The Trust provided that on the death of the Trustor, equal shares would be established for each of the Trustor’s five siblings. Each share was to be placed in individual trusts for the sibling and the spouse of a deceased sibling. If both a sibling and the sibling’s spouse had died, the Trust directed the trustee to distribute the Trust share to the living descendants of the sibling. At the time that the Trustor died, he was survived by three siblings and a spouse of a deceased sibling. A fifth sibling predeceased the Trustor and had no surviving spouse. Said sibling had a daughter and a son who predeceased him. The son was survived by his two children, Serena Konrardy and Carrie Burmeister, who are the plaintiffs in the case. Pursuant to the terms of the Trust, the shares payable to Serena and Carrie were immediately distributable to them.
The Trustor passed away on May 30, 2010. The distributions from the Trust paid to Serena and Carrie were made in October 2011. Between the date of death and the time of distribution the value of the Trust had significantly increased due to the rapid appreciation in the value of the farmland. The trustee determined Serena’s and Carrie’s shares based on the net value at the time of the Trustor’s death.

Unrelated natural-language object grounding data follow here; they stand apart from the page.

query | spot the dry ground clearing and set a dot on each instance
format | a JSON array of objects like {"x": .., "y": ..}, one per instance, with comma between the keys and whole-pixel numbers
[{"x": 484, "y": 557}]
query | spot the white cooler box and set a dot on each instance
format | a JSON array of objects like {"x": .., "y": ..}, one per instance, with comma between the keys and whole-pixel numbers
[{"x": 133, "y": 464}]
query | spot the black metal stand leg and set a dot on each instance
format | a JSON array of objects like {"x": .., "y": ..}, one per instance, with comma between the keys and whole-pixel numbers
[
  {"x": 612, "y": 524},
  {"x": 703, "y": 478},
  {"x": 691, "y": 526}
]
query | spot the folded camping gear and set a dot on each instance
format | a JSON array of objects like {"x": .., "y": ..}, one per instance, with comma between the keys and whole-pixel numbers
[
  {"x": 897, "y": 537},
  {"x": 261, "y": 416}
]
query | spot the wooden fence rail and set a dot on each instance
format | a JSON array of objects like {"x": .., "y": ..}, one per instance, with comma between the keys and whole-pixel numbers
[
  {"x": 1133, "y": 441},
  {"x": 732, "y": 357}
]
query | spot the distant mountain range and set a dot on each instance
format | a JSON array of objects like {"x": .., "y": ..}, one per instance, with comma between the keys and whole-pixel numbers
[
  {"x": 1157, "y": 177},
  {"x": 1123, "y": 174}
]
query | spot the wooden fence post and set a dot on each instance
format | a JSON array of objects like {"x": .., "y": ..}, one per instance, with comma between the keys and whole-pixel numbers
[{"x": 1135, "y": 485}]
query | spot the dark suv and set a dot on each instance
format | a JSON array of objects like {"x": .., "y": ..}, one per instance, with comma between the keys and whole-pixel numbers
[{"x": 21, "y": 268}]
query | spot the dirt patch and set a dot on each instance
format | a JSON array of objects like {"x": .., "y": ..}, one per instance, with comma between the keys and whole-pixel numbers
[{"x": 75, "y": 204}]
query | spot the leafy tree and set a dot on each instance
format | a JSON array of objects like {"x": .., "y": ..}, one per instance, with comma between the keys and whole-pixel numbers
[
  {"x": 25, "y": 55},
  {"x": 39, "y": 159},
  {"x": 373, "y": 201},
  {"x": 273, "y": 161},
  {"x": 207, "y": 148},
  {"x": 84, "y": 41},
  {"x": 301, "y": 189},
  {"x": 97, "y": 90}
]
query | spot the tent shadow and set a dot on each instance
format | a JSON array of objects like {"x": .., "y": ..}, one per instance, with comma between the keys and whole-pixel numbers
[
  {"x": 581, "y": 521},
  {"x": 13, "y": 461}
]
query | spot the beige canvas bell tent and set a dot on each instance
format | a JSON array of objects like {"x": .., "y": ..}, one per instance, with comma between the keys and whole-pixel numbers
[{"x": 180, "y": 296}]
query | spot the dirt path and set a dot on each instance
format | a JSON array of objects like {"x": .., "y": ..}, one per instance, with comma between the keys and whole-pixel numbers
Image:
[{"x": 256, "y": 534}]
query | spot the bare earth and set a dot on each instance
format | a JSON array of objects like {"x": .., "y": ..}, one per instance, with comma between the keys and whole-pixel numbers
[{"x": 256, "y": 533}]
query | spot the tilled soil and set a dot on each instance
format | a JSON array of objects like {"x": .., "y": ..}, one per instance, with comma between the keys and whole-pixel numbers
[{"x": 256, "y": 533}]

Almost four years later, in August of 2015, Serena and Carrie retained an attorney who sent a letter to the bank and the trustee, stating that his clients were seemingly treated differently than the remaining Trust beneficiaries and indicating that the share of the Trust paid out to Serena and Carrie was paid out on a significantly reduced basis and that they were not fully advised of the potential value of the real estate involved. The bank responded explaining the distributions were based on the language of the Trust requiring that the shares be immediately paid out to the descendants, and enclosed accountings for the years 2010, 2011 and 2012. Approximately eighteen months later, in March of 2017, Serena and Carrie filed a petition in equity claiming that their distribution should have been valued as of the date of distribution rather than the date of death. The defendants filed an interlocutory appeal after the District Court rejected the defendant’s Motion for Summary Judgment and the case was transferred to the Court of Appeals. The Court of Appeals affirmed the District Court judgment and the Supreme Court granted the Application for further review. The Supreme Court examined Serena and Carrie’s claims and found that they were untimely under Iowa Code Section 633A.4504. Said Code Section bars a claim against the trustee for breach of trust as to a beneficiary who has received an accounting or other report that adequately discloses the existence of a claim, unless a proceeding to assert the claim is commenced within one year after the receipt of the accounting or report. The Section goes on to state that an accounting or report adequately discloses the existence of a claim if it provides sufficient information so that the beneficiary knows of the claim or reasonably should have inquired into its existence.
The Supreme Court found that the breach of trust claims of Serena and Carrie were barred by the statute of limitations period. The court found that the letter sent by the bank to Serena and Carrie’s attorney constituted a report and adequately disclosed the existence of a claim. The letter from the bank enclosed a valuation of the Trust assets as of the date of death and a copy of the Trust accountings for the year of death and the two following years.
The case points out the importance of a Trust beneficiary to move quickly to pursue any breach of trust claims against the Trustee involving the administration of the Trust.